MB: I’m working on a new novel! It’s just barely hatched, really only a fledgling, so I’m being very gentle with it and protective and trying not to talk about it too much.
DV: As your career as an accomplished writer unfolds, what would you consider a triumph?
MB: The Luminous Sea is my first novel, and I hardly feel accomplished yet. If I have my wish as a writer, it’s that I can keep doing this. Keep working, keep writing, keep publishing. The dream is to make writing a full-time job and still be in a position to support my family. I’m working every day to make this a forever gig.
MELISSA BARBEAU’s The Luminous Sea is longlisted for the 2020 Dublin Literary Award, and a finalist for NL Reads. It was a finalist for the BMO Winterset Award, a gold medal winner at the Independent Publisher Book Awards, a finalist for a Miramachi Reader’s Very Best Book Award for Best First Book, and an inaugural Briny Books selection. The novel was also a finalist for a 2019 Next Generation Indie Book Award (Best Cover Design). Melissa’s short stories have been published in Racket: New Writing from Newfoundland, Newfoundland Quarterly, Paragon, and The Cuffer Anthology. She is the recipient of two Newfoundland and Labrador Arts and Letters Awards, and the Cox and Palmer Award for Emerging Writers. She is a founding member of the illustrious Port Authority Writing Group.
Melissa has managed – so far – to successfully avoid being completely absorbed by the world of adults by teaching English and Instrumental Music to junior high students far more lively and cool than she. She lives in Torbay, Newfoundland, with her husband and a glorious gaggle of children, though her heart resides in Freshwater, Conception Bay.

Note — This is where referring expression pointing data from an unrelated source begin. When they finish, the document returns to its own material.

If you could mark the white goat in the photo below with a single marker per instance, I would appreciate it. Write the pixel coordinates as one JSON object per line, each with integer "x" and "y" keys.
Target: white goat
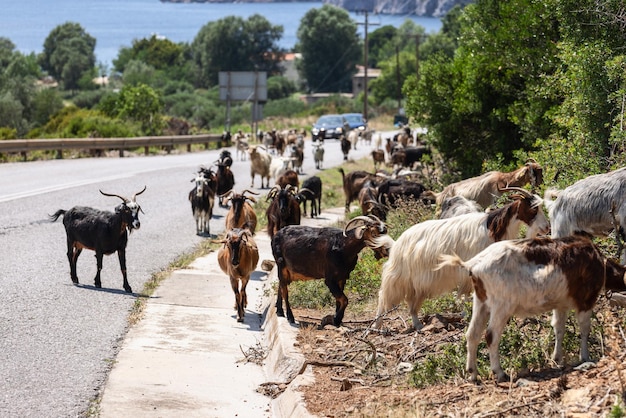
{"x": 487, "y": 188}
{"x": 458, "y": 205}
{"x": 409, "y": 274}
{"x": 529, "y": 277}
{"x": 279, "y": 165}
{"x": 318, "y": 154}
{"x": 586, "y": 205}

DEBORAH VAIL holds an MFA in Creative Writing from the University of British Columbia in Vancouver. She’s published fiction, creative nonfiction, and book reviews. Her interview with Sonja Boon about her memoir What the Oceans Remember appeared in Prism International online, and her review of that book is forthcoming in The Antigonish Review. She also has short fiction forthcoming in The New Quarterly. Deborah lives in BC’s Fraser Valley.